Ocurre lo mismo con la creciente prohibición de fumar. En primer lugar, todas las oficinas fueron declaradas “libres de humo”, luego los aviones, luego los restaurantes, luego los aeropuertos, luego los bares, luego los clubs privados, luego, en algunos campus universitarios, en 50 metros alrededor de las entradas de los edificios, luego -en un caso único de censura pedagógica, que nos recuerda la práctica estalinista de retocar las fotos de la nomenklatura-, el servicio postal de Estados Unidos borró el cigarrillo en los sellos que llevaban la fotografía de Robert Johnson, el guitarrista de blues, y de Jackson Pollock, el pintor.
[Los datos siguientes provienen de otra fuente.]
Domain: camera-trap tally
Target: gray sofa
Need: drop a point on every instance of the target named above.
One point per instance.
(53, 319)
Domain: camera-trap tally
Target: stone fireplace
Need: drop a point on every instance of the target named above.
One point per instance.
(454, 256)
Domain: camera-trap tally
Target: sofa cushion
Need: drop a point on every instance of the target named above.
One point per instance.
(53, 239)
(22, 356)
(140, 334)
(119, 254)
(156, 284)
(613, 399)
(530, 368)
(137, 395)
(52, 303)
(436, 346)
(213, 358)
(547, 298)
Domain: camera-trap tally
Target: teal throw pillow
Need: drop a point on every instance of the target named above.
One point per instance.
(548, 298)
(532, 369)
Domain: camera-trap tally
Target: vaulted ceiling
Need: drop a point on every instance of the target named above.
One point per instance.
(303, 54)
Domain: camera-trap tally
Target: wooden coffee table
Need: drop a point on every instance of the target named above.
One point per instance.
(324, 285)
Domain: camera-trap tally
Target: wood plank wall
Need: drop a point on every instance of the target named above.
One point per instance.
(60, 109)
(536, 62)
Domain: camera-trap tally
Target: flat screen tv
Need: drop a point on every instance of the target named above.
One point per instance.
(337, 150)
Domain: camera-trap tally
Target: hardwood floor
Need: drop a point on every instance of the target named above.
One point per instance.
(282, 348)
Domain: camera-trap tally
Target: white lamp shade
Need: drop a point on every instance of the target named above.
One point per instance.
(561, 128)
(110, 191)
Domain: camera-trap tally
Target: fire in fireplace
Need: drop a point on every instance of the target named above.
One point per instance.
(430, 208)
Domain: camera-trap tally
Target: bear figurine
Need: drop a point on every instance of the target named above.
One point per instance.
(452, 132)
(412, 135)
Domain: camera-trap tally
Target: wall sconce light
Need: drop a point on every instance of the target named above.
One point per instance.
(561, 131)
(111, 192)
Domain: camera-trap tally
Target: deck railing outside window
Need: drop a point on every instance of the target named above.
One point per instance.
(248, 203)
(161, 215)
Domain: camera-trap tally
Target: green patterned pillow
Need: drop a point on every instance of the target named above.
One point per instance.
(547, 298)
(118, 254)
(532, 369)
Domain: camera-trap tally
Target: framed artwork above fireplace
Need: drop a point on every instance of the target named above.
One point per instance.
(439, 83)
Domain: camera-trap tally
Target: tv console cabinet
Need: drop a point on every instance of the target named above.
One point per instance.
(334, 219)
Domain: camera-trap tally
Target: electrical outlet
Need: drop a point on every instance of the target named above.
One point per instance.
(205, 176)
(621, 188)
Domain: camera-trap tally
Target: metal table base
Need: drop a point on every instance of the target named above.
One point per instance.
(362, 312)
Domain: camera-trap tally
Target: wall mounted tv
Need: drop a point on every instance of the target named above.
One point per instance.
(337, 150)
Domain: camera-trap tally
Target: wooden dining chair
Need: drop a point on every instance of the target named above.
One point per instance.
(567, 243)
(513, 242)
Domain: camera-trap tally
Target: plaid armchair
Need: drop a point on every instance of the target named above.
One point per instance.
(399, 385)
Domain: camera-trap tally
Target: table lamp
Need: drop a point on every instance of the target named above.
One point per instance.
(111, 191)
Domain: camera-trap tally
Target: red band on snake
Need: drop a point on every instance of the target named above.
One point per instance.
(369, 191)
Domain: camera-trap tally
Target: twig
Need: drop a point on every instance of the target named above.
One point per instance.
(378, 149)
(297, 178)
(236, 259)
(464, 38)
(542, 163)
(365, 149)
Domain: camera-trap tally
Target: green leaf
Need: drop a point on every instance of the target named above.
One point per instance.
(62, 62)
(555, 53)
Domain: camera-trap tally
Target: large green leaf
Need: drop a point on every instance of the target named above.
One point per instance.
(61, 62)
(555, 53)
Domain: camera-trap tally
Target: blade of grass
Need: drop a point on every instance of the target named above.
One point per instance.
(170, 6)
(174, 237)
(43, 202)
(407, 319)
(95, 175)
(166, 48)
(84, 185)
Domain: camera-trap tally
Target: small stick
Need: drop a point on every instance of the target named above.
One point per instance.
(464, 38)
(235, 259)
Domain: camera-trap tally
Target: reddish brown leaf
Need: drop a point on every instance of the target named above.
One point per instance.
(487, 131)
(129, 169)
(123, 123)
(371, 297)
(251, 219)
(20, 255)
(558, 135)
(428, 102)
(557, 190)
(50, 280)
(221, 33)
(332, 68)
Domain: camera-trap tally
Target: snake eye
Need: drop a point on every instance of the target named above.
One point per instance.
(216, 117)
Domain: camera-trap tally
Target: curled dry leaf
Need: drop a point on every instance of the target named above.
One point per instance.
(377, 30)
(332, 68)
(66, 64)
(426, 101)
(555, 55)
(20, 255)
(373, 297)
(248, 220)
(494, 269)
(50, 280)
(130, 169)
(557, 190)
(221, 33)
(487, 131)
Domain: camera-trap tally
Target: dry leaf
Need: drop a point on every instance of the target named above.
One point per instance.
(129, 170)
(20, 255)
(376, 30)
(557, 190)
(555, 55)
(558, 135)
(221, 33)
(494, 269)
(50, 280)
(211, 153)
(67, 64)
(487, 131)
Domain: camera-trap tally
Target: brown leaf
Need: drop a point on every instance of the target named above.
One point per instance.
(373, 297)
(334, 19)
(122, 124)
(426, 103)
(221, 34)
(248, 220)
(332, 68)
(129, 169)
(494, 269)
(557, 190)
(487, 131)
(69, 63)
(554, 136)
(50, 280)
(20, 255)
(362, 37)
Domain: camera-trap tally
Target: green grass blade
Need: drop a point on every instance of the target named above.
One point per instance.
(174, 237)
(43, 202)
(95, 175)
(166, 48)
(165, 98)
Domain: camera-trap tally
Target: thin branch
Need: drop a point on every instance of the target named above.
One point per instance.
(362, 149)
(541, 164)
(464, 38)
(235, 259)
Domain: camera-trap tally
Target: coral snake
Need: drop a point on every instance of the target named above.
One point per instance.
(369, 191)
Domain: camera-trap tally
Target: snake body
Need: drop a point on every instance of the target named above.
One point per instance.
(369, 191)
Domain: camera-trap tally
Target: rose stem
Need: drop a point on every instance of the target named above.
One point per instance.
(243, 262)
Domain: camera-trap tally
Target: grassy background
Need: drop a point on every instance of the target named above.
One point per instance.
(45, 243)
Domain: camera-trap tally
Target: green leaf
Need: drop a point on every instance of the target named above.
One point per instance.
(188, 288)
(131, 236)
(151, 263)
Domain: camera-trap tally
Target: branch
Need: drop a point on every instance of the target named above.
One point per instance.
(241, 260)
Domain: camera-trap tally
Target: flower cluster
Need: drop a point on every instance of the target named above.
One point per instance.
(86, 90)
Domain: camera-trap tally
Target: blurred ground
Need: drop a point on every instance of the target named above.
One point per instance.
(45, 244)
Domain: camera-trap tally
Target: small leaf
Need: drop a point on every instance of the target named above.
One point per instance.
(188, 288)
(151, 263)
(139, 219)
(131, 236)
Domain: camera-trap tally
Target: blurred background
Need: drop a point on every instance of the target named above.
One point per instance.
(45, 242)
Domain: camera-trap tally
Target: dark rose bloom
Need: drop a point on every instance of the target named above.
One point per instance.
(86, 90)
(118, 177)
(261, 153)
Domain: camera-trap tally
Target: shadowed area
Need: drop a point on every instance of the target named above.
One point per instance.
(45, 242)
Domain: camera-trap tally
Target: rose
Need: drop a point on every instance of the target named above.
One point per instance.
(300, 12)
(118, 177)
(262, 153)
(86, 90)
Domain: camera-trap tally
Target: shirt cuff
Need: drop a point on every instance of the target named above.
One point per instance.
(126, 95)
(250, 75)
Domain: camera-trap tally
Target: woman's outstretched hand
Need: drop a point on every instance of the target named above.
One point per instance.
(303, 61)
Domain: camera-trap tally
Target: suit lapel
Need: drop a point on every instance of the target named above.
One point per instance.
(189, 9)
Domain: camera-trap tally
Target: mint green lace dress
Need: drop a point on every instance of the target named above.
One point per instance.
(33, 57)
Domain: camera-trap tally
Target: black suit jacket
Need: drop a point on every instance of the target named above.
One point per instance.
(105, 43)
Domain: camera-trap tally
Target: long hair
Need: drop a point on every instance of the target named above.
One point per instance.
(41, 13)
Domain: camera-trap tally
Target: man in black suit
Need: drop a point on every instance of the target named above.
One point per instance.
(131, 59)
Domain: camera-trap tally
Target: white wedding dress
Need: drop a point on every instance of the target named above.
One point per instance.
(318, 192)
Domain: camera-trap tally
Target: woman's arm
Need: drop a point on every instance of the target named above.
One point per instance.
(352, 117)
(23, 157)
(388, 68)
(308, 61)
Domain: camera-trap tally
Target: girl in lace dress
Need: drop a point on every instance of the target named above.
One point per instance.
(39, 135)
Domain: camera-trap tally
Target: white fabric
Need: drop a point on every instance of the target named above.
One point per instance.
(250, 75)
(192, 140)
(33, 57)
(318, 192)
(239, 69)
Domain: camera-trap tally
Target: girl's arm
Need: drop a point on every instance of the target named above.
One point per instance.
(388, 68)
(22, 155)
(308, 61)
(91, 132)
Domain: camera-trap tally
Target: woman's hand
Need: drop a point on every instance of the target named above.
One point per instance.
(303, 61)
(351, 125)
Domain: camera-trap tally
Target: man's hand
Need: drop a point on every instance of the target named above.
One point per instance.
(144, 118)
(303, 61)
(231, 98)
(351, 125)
El objetivo de estas prohibiciones es el goce excesivo y arriesgado del otro, personificado en el acto de encender “irresponsablemente” un cigarrillo e inhalarlo profundamente con un placer desvergonzado (en contraste con los yuppies clintonitas que lo hacen sin inhalar el humo, o que tienen relaciones sexuales sin penetración, o que comen alimentos sin grasas). De hecho, como decía Jacques Lacan, después de la muerte de Dios ya nada está permitido. En el mercado actual encontramos una serie de productos despojados de su propiedad nociva: café sin cafeína, crema sin grasa, cerveza sin alcohol... y la lista continúa. ¿Y el sexo virtual como “sexo sin sexo”, la doctrina de la guerra sin bajas (en nuestro bando, por supuesto) de Colin Powell como “guerra sin guerra”, la redefinición contemporánea de la política como el arte de la administración experta como “política sin política”, hasta el actual multiculturalismo tolerante liberal como una experiencia del “Otro privado de su Otredad” (el Otro idealizado que baila danzas fascinantes y que tiene una sólida visión holística y ecológica de la realidad, mientras que rasgos como las palizas a las mujeres o las violaciones incestuosas no son tenidos en cuenta)?

Los que vivimos en los países del Primer Mundo encontramos cada vez más difícil imaginar siquiera una Causa pública o universal por la que estuviéramos dispuestos a sacrificar nuestra vida. Parece, en efecto, como si la brecha existente entre el Primer Mundo y el Tercer Mundo tuviera que ver cada vez más con la oposición entre vivir una vida larga y satisfecha llena de riqueza material y cultural, y dedicar la vida a alguna Causa transcendente. ¿No es este antagonismo equivalente al que se da entre lo que Nietzsche denomina nihilismo “pasivo” y nihilismo “activo”? Los occidentales somos los Últimos Hombres, inmersos en los estúpidos placeres cotidianos, mientras que los radicales musulmanes están preparados para arriesgarlo todo, comprometidos en la lucha nihilista hasta el extremo de su propia autodestrucción. No es sorprendente que el único lugar en Hijos de los Hombres donde impera una extraña sensación de libertad, una especie de territorio liberado sin esta opresión sofocante y omnipresente, sea Blackpool, una ciudad completamente aislada por un muro y convertida en un campamento de refugiados administrado por sus propios habitantes, inmigrantes ilegales que, al final de la película, son bombardeados despiadadamente por la fuerza aérea. La vida florece aquí, con demostraciones militares del islam fundamentalista, pero también con actos de auténtica solidaridad -no es sorprendente que el niño recién nacido aparezca en este lugar.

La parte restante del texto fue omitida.